Maybe I'll just sell the thing and keep to my kayak. But seriously, I'm really excited and I knew going in it wasn't going to be the easiest process and if I can get all this taken care of in the winter, good times will be had (hopefully) this summer. Boater safety course, check. Required safety gear, check. Licenses, titles, and such, check. I was thinking about the York river state park as a first try out spot. Not too crowded, probably won't get lost, who knows. Thanks for any input!.


----------



## Benji

Ditch the rollers and put poly covered wood runner's on trailer much less of a pain in the ass, and safer, and cheaper. Craigslist the rollers. Guide post would make it easier to "power load" making for very little winching. Should be bare steel for true galvanizing, since it's already painted I'd keep an eye on it and paint it as necessary. Or you can get herculiner from home Depot for $70, it's roll or brush on bed liner.


----------



## dawgfsh

Looks like the winch stand might need to be moved back about 4-6"


----------



## IPNURWATER

You don't unhook the safety chain or winch before you go to launch the boat in the water with roller on the trailer. One down fall to a roller trailer 's. Vs bunks.it will roll off the trailer in a sec. So when you go to launch the boat it will rise over those rear rollers on the trailer so those shouldn't be a issue . 

most parts on a trailer acc, hardware, brackets Etc isn't galvinised but steel or ss which is why most trailer need these parts replace after a bit. Pretty common . as for the winch you are not winching all 2000 lbs of dead weight .the boat floats in water and the winch is there to move the boat while float. Not on the trailer with dead weight you will destroy your winch and possible boat hull fitting or more. If your putting a new axle in I'm asuming your doing the bearing and checking the spindles while your at it.? Did you check the axle load ratings when purchased? And leaf ratings?


----------



## IPNURWATER

Your transducer needs to be moved up about an inch or two and the screws don't look sealed .plus I don't see a bead seal on the scupper drain as well .I would pull as many screws you can and put some 5600 sealant in it and rebead it. If any thru hull fitiing are plastic check them they dry rott and leak.live well pumps bilge etc...


----------



## IPNURWATER

dawgfsh said:


> Looks like the winch stand might need to be moved back about 4-6"
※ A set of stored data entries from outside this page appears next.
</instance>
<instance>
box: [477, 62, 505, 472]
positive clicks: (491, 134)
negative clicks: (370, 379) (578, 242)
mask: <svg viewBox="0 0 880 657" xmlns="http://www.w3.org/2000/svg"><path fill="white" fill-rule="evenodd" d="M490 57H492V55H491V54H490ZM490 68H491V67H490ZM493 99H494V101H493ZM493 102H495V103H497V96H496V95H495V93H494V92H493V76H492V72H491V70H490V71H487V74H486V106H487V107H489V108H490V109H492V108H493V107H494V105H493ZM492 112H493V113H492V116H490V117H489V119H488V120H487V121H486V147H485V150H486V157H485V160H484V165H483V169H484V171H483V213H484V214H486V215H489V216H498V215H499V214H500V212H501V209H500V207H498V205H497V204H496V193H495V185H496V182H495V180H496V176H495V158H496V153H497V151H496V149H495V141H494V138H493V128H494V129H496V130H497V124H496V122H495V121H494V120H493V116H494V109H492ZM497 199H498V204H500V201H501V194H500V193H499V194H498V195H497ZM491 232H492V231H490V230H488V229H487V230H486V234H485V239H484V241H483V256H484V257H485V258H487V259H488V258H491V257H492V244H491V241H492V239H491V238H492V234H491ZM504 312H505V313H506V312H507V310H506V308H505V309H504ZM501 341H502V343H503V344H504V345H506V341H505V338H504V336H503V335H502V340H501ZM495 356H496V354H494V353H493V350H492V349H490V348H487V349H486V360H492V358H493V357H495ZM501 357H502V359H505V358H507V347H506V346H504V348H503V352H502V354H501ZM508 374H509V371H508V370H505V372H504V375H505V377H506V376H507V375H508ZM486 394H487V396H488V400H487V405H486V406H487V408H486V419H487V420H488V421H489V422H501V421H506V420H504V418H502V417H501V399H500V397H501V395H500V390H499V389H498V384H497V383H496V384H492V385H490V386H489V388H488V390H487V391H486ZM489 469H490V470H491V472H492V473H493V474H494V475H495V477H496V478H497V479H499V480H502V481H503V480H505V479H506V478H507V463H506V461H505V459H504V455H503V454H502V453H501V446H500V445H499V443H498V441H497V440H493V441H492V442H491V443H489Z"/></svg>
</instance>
judgeing from the rear you look good .Imo if you move that winch stand back the back rollers are gonna be off the boat .plus your shifting the boats weight on the trailer which could result in you moving the axle back or forward. you want to be a few inches off the back hull and that's looks like all you have .if anything replace the back rollers with bigger ones to lift the boat up off the frame slightly and then you won't be shifting the boats weight around.


----------



## IPNURWATER

Just repowered and rebuilt my 19 ft c.c. doing the floor this April or may..


----------



## IPNURWATER




----------



## IPNURWATER

Ever wire ,fuel line ,cable ,steering and electronic was replaced.pulled n flush tank. I think I'm gonna move the shifter up,higher on the cc.. Seems low to me,but I'll figure that out after the first test ride. Just waiting on my new switch panel to Finish the install and clean that cc up a little.


----------



## IPNURWATER

Benji said:


> Ditch the rollers and put poly covered wood runner's on trailer much less of a pain in the ass, and safer, and cheaper. Craigslist the rollers. Guide post would make it easier to "power load" making for very little winching. Should be bare steel for true galvanizing, since it's already painted I'd keep an eye on it and paint it as necessary. Or you can get herculiner from home Depot for $70, it's roll or brush on bed liner.


X2
I love bunks so much easier and safer. Eapeicaly when you launch by your self.


----------



## buckstand

X3 on covered wood bunks (runners). Be sure to use pressure treated wood and stainless hardware. IMO wood bunks are much easier on the hull, more surface area against the hull than rollers, and less maintenance.

I'd just make sure the axle had a good coat of paint and the bearings are packed at least once a year. All my trailers also have Bearing Buddies installed.
Welcome to the money pit.


----------



## Gditm

dawgfsh said:


> Looks like the winch stand might need to be moved back about 4-6"


Yes


----------



## letmefish

Gditm said:


> Yes


Agreed!


----------



## E.S Richie

This reminds me again what 'boat' stands for


----------